1972’de Nesin Vakfı’nı kurdu. Türkiye’de ve başka ülkelerde yayımlanacak kitaplarının, oynanacak oyunlarının her türlü telif haklarını bu vakfa bıraktı. Bu vakfın amacı “her yıl alınacak dört kimsesiz ve yoksul çocuğu, ilkokuldan başlatarak yüksek okulu, meslek okulunu bitirinceye, ya da bir meslek edininceye dek, her türlü gereksinimlerini sağlayarak barındırmak, yetiştirmek” oldu.
Aziz Nesin, tüm yaşlardaki kişileri ilgilendiren yapıtlar yazdı. Her yaşa, her türde seçme yapıtlar, şiirden masala, öyküden oyuna, romana…
Dünyaca tanınan güçlü bir gülmece yazarı oldu. 120’nin üzerinde kitap yazdı. Demirtaş Ceyhun’un da bir kitabına verdiği adla “Çağımızın Nasrettin Hocası Aziz Nesin”dir. Aziz Nesin “Ben bir simyacıyım, gözyaşlarımı gülmeceye çevirerek dünyaya sundum” der. Bunun için de ne yaşarsa, onu yazar. Yaşamında boyun eğmeyen yanı eserlerine de yansır. Yazarlık serüveni eserlerinin içeriğiyle örtüşerek, onu evrenselliğe taşır.

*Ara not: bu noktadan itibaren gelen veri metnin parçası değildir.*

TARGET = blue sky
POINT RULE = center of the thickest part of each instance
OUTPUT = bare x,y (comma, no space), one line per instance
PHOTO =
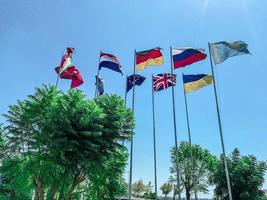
34,34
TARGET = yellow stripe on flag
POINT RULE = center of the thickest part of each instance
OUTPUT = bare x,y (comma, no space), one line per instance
149,62
196,85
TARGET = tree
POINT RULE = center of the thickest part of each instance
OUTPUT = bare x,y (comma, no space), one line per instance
58,138
246,175
166,188
138,188
194,172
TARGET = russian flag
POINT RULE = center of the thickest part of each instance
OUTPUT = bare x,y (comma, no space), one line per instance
186,56
110,61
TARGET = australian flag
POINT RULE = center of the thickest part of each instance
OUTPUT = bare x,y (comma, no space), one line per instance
110,61
134,80
163,81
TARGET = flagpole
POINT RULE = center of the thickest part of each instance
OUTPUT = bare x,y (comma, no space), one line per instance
57,79
98,72
131,148
220,127
189,139
175,132
125,99
125,95
154,141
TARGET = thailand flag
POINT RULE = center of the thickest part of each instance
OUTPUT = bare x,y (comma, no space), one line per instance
110,61
186,56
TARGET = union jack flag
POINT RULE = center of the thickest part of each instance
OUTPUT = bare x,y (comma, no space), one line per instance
163,81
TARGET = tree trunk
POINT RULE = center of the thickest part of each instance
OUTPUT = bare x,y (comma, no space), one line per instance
39,189
74,185
53,191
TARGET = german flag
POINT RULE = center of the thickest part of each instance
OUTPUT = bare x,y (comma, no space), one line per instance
152,57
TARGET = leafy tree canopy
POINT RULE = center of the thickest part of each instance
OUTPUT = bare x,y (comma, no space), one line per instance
62,138
246,175
196,164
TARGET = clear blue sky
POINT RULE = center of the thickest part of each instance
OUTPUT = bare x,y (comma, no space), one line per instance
34,34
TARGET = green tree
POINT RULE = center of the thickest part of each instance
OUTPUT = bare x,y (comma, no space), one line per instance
246,175
60,137
138,188
106,180
194,172
166,188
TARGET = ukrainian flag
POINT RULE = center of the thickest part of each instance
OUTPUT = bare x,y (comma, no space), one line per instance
196,82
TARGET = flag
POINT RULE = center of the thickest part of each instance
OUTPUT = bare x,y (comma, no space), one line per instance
100,85
110,61
150,57
196,82
73,74
66,60
186,56
224,50
163,81
134,80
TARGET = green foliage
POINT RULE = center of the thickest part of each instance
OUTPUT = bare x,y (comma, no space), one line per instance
246,175
195,164
106,180
61,140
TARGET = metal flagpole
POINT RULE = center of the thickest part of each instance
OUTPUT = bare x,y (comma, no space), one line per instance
125,99
175,132
220,128
190,141
125,95
57,79
131,148
154,140
98,71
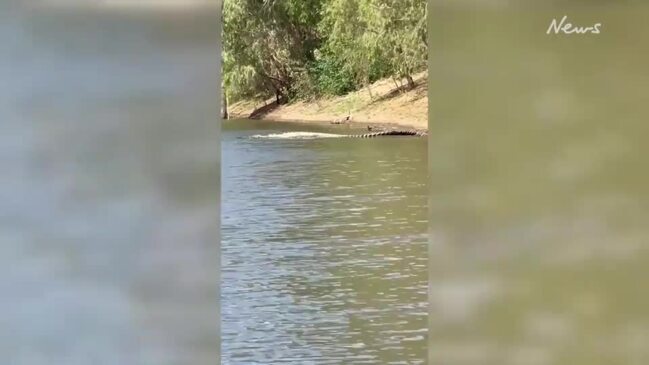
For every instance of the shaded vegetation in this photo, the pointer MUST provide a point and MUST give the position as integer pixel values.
(301, 49)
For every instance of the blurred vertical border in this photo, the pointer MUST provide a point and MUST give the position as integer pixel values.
(110, 185)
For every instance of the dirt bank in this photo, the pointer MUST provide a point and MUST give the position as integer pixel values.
(388, 105)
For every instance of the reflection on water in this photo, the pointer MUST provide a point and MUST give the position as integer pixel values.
(324, 248)
(109, 189)
(539, 188)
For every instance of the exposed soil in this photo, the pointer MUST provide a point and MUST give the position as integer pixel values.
(390, 105)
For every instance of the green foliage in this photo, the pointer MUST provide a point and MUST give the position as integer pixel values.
(308, 48)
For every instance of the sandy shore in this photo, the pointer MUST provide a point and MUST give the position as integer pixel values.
(388, 106)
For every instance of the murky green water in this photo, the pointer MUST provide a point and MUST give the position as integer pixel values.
(539, 186)
(324, 248)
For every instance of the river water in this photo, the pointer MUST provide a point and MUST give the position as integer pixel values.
(324, 247)
(109, 187)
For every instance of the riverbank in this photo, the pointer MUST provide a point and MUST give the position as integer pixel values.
(390, 104)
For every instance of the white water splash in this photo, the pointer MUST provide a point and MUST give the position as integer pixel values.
(297, 135)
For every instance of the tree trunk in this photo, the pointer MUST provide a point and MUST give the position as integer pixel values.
(395, 83)
(226, 115)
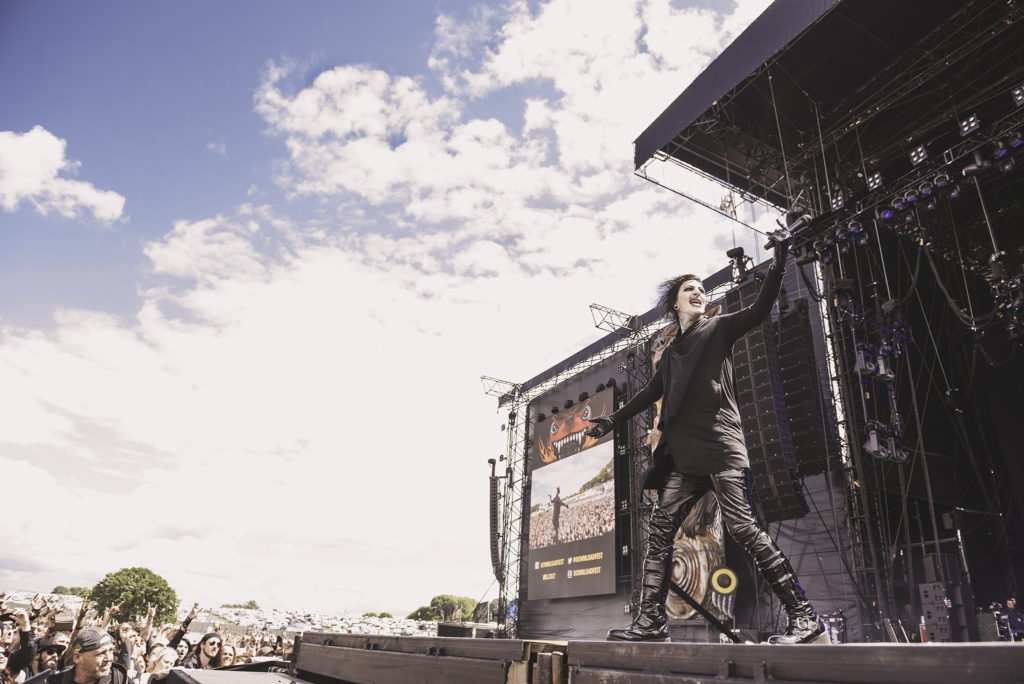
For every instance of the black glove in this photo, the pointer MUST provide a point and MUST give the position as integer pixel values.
(780, 241)
(602, 426)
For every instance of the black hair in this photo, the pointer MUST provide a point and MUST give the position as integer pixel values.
(668, 292)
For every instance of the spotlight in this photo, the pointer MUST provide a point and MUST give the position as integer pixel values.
(980, 165)
(919, 155)
(822, 251)
(838, 200)
(738, 263)
(970, 125)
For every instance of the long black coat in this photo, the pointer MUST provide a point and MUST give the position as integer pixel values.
(700, 428)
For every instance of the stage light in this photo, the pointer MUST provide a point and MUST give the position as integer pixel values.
(823, 253)
(737, 262)
(970, 125)
(980, 165)
(919, 155)
(838, 200)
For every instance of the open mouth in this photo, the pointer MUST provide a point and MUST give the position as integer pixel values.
(569, 444)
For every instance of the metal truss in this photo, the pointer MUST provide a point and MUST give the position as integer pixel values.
(633, 339)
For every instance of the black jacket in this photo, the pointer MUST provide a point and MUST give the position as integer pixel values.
(700, 428)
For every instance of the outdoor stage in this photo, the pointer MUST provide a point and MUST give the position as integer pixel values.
(325, 658)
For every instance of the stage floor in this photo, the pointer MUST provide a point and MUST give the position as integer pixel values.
(347, 657)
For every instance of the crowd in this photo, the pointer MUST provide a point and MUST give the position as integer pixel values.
(583, 518)
(42, 643)
(1009, 620)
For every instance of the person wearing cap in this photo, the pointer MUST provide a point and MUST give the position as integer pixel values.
(93, 660)
(206, 654)
(47, 656)
(16, 641)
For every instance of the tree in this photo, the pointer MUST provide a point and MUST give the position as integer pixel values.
(444, 605)
(249, 605)
(131, 589)
(423, 612)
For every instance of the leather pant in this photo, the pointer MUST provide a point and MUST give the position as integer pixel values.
(732, 489)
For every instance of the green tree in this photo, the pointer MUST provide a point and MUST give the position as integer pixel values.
(445, 604)
(423, 612)
(132, 589)
(248, 605)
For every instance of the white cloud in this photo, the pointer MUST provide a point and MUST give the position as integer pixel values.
(308, 392)
(31, 165)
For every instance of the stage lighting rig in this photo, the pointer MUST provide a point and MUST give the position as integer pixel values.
(980, 166)
(970, 125)
(738, 263)
(838, 200)
(919, 155)
(883, 443)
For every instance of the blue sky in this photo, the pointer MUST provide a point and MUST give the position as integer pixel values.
(254, 257)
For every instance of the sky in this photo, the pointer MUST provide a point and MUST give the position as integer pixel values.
(255, 256)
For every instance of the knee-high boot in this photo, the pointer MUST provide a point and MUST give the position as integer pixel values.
(651, 623)
(804, 626)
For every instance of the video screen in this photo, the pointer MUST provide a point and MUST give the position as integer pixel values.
(572, 505)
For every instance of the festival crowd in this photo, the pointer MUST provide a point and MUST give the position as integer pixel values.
(583, 519)
(38, 648)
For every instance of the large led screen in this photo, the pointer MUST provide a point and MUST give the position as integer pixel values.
(572, 505)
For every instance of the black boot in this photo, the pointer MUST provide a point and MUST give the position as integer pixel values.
(804, 626)
(651, 624)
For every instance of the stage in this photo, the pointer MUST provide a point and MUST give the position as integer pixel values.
(325, 658)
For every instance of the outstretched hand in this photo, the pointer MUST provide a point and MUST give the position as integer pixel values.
(602, 425)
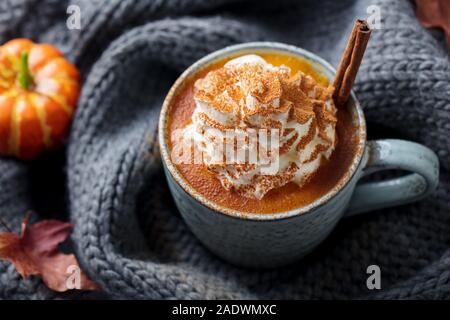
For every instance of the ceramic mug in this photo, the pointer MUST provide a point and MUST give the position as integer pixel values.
(271, 240)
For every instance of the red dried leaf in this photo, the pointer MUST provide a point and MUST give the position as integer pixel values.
(35, 252)
(434, 13)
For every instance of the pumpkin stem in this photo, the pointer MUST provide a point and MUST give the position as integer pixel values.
(25, 79)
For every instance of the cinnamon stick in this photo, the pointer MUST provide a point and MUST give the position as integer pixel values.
(350, 62)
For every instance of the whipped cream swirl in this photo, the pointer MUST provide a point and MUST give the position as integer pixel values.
(249, 93)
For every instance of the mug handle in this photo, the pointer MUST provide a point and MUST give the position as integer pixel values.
(395, 154)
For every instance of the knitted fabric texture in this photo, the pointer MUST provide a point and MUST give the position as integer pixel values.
(128, 235)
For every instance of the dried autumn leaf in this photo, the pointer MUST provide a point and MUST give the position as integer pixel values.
(35, 252)
(434, 13)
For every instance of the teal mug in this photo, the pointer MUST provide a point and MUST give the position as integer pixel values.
(272, 240)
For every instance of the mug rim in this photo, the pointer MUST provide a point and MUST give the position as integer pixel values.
(215, 56)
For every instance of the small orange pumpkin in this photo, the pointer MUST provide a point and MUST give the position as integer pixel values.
(39, 90)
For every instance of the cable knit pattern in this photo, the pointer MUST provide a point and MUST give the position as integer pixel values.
(128, 235)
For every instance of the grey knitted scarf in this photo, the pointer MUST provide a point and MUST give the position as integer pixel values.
(108, 181)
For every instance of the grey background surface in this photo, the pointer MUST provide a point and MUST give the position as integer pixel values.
(108, 182)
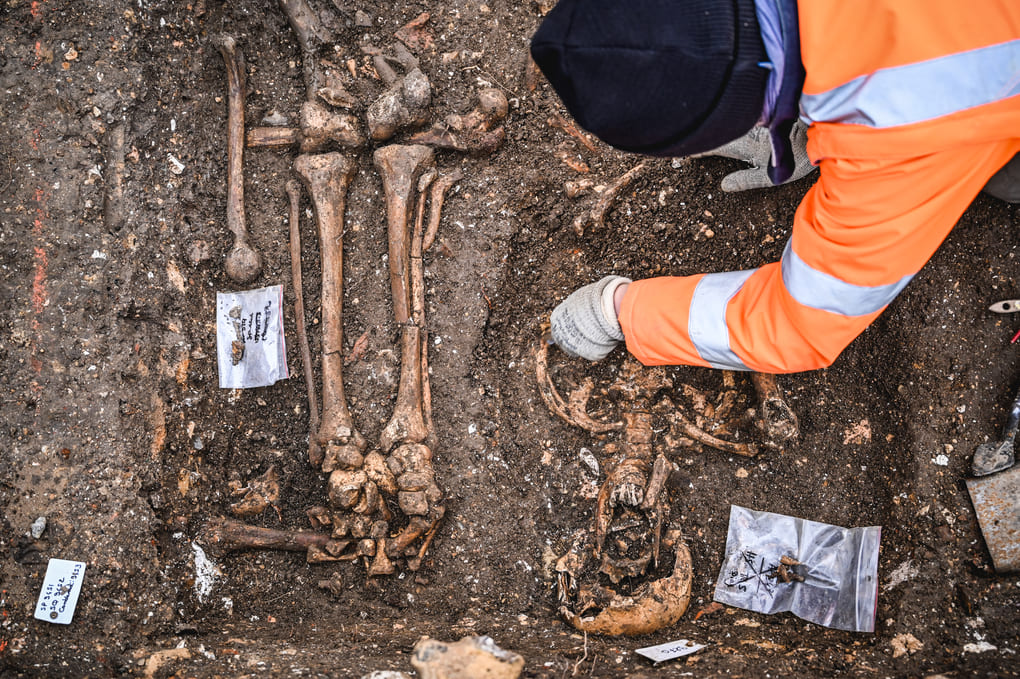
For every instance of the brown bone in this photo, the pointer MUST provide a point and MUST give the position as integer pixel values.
(243, 264)
(327, 177)
(294, 193)
(438, 193)
(400, 167)
(654, 605)
(474, 132)
(776, 419)
(221, 535)
(318, 126)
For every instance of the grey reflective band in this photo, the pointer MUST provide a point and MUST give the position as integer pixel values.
(921, 91)
(707, 322)
(822, 291)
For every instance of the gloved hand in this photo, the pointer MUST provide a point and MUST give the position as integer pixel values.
(756, 148)
(584, 324)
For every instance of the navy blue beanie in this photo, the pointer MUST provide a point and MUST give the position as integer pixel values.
(662, 77)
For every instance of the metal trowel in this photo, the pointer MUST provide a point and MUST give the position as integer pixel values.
(996, 494)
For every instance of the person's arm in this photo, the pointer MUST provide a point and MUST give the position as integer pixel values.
(860, 234)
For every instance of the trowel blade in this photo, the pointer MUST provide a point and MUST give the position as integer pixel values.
(997, 502)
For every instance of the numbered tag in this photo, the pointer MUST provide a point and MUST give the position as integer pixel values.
(61, 586)
(669, 650)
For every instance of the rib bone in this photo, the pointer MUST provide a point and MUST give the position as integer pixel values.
(327, 177)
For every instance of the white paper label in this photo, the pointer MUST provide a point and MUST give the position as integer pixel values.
(61, 586)
(250, 346)
(669, 650)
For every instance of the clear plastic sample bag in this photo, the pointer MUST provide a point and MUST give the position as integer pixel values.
(822, 573)
(250, 347)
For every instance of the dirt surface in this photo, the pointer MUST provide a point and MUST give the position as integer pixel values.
(114, 428)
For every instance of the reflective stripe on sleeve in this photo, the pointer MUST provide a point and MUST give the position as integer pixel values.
(821, 291)
(707, 321)
(922, 91)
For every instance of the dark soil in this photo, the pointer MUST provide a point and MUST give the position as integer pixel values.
(115, 431)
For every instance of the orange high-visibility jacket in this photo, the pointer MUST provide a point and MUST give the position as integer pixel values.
(913, 106)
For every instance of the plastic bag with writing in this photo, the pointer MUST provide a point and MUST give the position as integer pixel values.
(822, 573)
(250, 348)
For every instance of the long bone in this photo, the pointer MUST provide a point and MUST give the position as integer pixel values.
(243, 263)
(400, 167)
(317, 127)
(294, 194)
(222, 535)
(327, 177)
(410, 462)
(776, 420)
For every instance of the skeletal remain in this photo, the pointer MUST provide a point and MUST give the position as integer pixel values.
(400, 167)
(471, 658)
(689, 428)
(410, 459)
(653, 606)
(776, 420)
(306, 24)
(243, 264)
(569, 127)
(436, 198)
(474, 132)
(311, 36)
(575, 188)
(327, 176)
(404, 104)
(574, 410)
(317, 128)
(222, 535)
(625, 482)
(597, 214)
(260, 493)
(294, 193)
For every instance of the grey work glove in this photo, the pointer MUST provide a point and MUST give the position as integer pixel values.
(584, 324)
(756, 148)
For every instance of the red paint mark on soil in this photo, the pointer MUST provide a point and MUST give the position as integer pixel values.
(40, 296)
(40, 293)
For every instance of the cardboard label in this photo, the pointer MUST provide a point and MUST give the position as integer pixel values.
(61, 586)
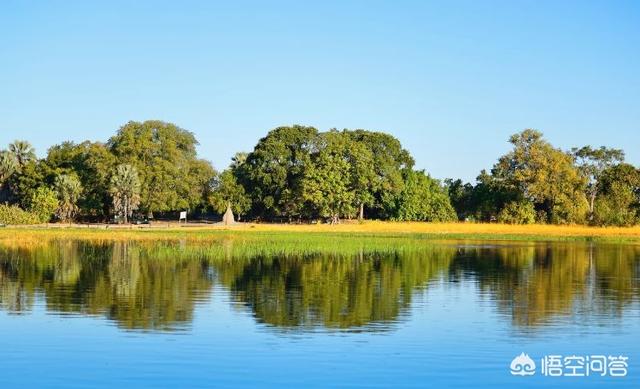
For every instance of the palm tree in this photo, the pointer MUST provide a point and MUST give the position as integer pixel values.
(68, 188)
(125, 190)
(23, 152)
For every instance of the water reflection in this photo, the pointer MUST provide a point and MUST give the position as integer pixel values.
(142, 287)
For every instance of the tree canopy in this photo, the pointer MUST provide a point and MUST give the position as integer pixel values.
(299, 174)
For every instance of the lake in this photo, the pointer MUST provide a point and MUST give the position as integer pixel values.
(418, 314)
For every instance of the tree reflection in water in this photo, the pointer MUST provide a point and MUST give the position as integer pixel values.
(141, 287)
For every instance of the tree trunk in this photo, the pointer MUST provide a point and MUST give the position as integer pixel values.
(592, 201)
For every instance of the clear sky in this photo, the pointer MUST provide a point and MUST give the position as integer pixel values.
(452, 79)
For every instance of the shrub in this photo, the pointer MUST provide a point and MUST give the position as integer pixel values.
(517, 212)
(12, 214)
(44, 203)
(615, 210)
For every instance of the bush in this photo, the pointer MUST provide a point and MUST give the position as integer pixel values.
(44, 203)
(518, 212)
(614, 211)
(12, 214)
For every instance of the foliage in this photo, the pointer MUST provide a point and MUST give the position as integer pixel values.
(328, 178)
(92, 163)
(43, 203)
(619, 201)
(12, 214)
(423, 199)
(171, 175)
(592, 163)
(8, 165)
(518, 212)
(68, 189)
(274, 171)
(226, 190)
(543, 175)
(23, 152)
(385, 181)
(125, 191)
(296, 173)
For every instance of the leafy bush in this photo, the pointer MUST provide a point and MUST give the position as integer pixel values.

1993 Temmuzunda Sivas Madımak Oteli’nde 34 aydının yakıldığı ‘Sivas Katliamı’ndan son anda kurtuldu. Nesin Sivas Katliamı’nı şu sözlerle anlattı:
“Tarihler 1 Temmuz 1993 idi. 4. Pir Sultan Abdal Şenlikleri için Sivas’taydık. Daha şehre gelmeden, özellikle benim hakkımda bildiriler yayımlanmaya başlanmış, hedef gösterilmiştim. İlk günden itibaren gerginlik had safhadaydı. 2 Temmuz günü ise yerel gazetelerde kullanılan sözler, bir nevi olacakların habercisiydi.
…Zaten gün içerisinde gerginlik şehrin belli yerlerinde iyiden iyiye tırmanmıştı. Akşam saat 5 sularında ise gözü dönmüş kalabalık Madımak Oteli’nin önündeydi. (…)
Ancak kalabalığın öfkesi dinmiyor, güruhu sakinleştirmek adına konuşan belediye başkanı ne kadar reddetse de ‘gazamız mübarek olsun’ sözüyle adeta çığırtkanlık yapıyordu. Bundan sonra olacaklar kitle psikolojisinin sonuçlarıydı. ‘Cumhuriyet Sivas’ta kuruldu, Sivas’ta yıkılacak’, ‘Laiklere ölüm’, ‘Yaşasın şeriat’ ve ‘Sivas, Aziz’e mezar olacak’ sloganları, aslında hedefin sadece ben olmadığımı anlatmaya çalışıyor gibiydi.
İlk fitil ateşlendi.”
İki yıl sonra bir imza günü sonrası Çeşme’de kalp krizi sonucu yaşamını yitirdi.